It depends on the context. As an intermediate step I definitely write things like x (3) meaning multiplication, as it can more clearly indicate what's just happened (see my other comment in this thread).

There's other context too, based on what is known. Up to a certain point in first year at my university, most engineering students haven't ever seen functions named x and y, and so they'd mostly interpret x(3) as multiplication.
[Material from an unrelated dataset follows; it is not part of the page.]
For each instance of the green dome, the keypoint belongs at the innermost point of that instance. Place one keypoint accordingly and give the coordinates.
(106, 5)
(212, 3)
Then we show them parametric curves, and suddenly x(3) looks like the x coordinate of a point on the (x(t), y(t)) curve.


This is one of the reasons I annoy people by following Wolfram’s convention in Mathematica of using square braces to denote arguments passed to a function: f(x)=fx=f×x while f[x] means “apply the function f to the argument x”. An unusual convention it may well be, but at least it’s one devoid of ambiguity.


It's not devoid of ambiguity, because f[A] usually means the image of the set A under f.


Not at all. f[x] is clearly the xth component of the array f :-D


On the blackboard in the mathematics department it’s not.

But I get your point.

I have also heard the objection that [x] is a 1×1 matrix whose only element is ‘x’.


Square brackets can also denote the floor function (especially in old works where '⌊' and '⌋' were typographically unavailable).


An array is merely a function from N to some set.